Shawn Rice, an activist in the anti-government “sovereign citizens” movement, was sentenced Wednesday to 98 months in federal prison for his role in a $1.3 million money laundering scheme.

U.S. District Judge James Mahan also ordered Rice to forfeit $1.3 million in assets to the government, pay $95,782 in restitution and serve three years of supervised release after prison.

Rice, 50, represented himself and told Mahan in a 25-minute narrative that he refused to accept the sentence.

He said the court lacked jurisdiction and his conviction was obtained by “coercion and fraud” and the result of a fraudulent grand jury proceeding.

“I have not caused an injury to another living man,” Rice told Mahan.

Rice, who is in federal custody, asked Mahan to order his release and dismiss the indictment against him.

“May I leave?” Rice asked at the end of his narrative.

“No sir, you may not,” Mahan responded.”

Assistant U.S. Attorney Gregory Damm told Mahan that Rice, who lives in Arizona, had made some “very serious mistakes” and had participated in “classic money laundering.”

After a bench trial in July, Mahan found Rice guilty of one count of conspiracy to commit money laundering and 13 counts of money laundering. Rice also was convicted of four separate failure to appear counts stemming from 654 days Rice spent as a fugitive in the criminal case.

Rice and co-defendant Samuel Davis, 57, of Idaho were charged in March 2009 with laundering the $1.3 million for undercover FBI agents posing as shady businessmen.

Rice, a self-proclaimed rabbi and lawyer who represented himself during the trial, argued he was entrapped and had no predisposition to become involved in the conspiracy.

Mahan previously sentenced Davis, who is regarded as a national sovereign citizens leader, to 57 months in prison.

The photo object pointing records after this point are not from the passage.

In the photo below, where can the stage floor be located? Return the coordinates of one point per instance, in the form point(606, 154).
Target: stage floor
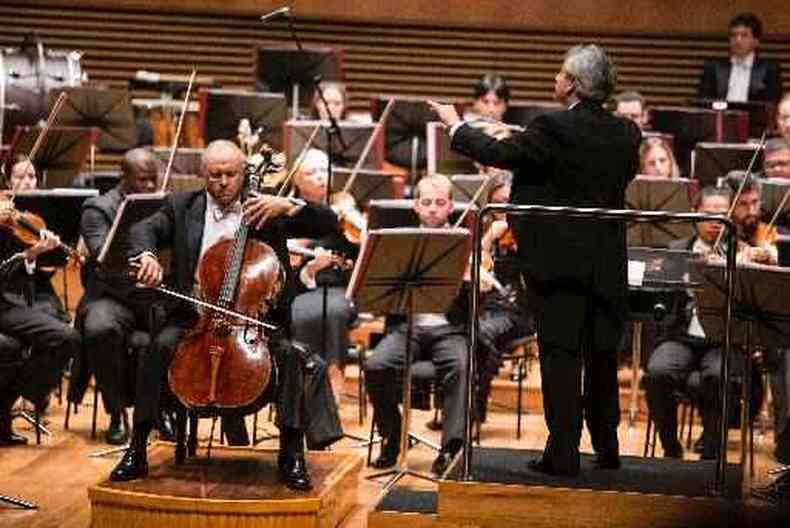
point(57, 474)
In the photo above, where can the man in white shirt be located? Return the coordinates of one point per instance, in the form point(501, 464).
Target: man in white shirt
point(744, 76)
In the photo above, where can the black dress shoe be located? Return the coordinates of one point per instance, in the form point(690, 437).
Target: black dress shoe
point(293, 471)
point(133, 466)
point(443, 461)
point(607, 461)
point(116, 433)
point(12, 439)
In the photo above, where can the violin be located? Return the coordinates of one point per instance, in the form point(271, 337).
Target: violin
point(26, 227)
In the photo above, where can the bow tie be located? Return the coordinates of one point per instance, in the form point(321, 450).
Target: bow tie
point(220, 214)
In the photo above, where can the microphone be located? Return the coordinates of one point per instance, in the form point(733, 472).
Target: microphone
point(276, 13)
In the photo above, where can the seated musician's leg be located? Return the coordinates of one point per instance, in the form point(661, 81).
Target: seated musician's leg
point(330, 342)
point(450, 354)
point(667, 370)
point(151, 372)
point(106, 323)
point(710, 373)
point(382, 371)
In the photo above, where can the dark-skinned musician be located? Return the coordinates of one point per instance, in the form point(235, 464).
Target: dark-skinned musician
point(31, 315)
point(112, 308)
point(575, 270)
point(191, 222)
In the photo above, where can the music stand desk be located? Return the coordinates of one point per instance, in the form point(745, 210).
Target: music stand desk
point(408, 271)
point(761, 318)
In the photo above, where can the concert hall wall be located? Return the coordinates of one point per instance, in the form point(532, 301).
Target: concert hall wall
point(408, 46)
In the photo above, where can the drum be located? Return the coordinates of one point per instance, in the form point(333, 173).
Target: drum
point(26, 76)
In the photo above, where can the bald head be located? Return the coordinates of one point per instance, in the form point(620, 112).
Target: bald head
point(23, 176)
point(140, 171)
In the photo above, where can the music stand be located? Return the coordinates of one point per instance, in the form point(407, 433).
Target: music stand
point(114, 257)
point(690, 126)
point(368, 185)
point(400, 213)
point(355, 135)
point(290, 71)
point(408, 271)
point(221, 111)
point(61, 155)
point(109, 110)
point(712, 161)
point(761, 318)
point(773, 190)
point(649, 193)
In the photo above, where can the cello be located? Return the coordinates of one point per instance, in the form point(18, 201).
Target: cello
point(223, 362)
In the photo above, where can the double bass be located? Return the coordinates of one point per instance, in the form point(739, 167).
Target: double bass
point(224, 362)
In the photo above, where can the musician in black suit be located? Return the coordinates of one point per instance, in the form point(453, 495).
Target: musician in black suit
point(112, 308)
point(190, 223)
point(744, 76)
point(31, 315)
point(683, 348)
point(575, 270)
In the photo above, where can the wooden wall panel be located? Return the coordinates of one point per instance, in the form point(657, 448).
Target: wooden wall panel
point(436, 61)
point(615, 16)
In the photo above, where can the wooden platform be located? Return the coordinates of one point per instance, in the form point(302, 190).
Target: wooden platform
point(658, 493)
point(236, 487)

Thousands of Americans in the sovereign citizens movement have declared themselves above the government’s jurisdiction and not obligated to pay taxes. Federal authorities have alleged that group members try to disrupt or overthrow the government through “paper terrorism” tactics, intimidation, harassment and even violence.

Authorities have prosecuted several movement members and leaders in Las Vegas in the past several years. The group taught its anti-government leanings out of a local print shop.

Rice and Davis were indicted in March 2009 after a three-year undercover investigation led by the FBI into the local activities of the sovereign citizens. IRS Criminal Investigation in Las Vegas also participated in the probe.

FBI agent Mark Aysta, who infiltrated the sovereign citizens in 2006, laid out the money-laundering conspiracy for prosecutors during the 2011 trial. Aysta was assigned at the time of the investigation to the Southern Nevada Joint Terrorism Task Force.

According to his testimony, Davis and Rice accepted fees to help the undercover agents launder money the agents claimed had come from the theft and forgery of bank checks. Davis received roughly $74,000 in fees and Rice $22,000.

The defendants funneled the money from the FBI agents into accounts they controlled outside Nevada and returned the money to accounts set up by the agents after deducting their fees, testimony showed.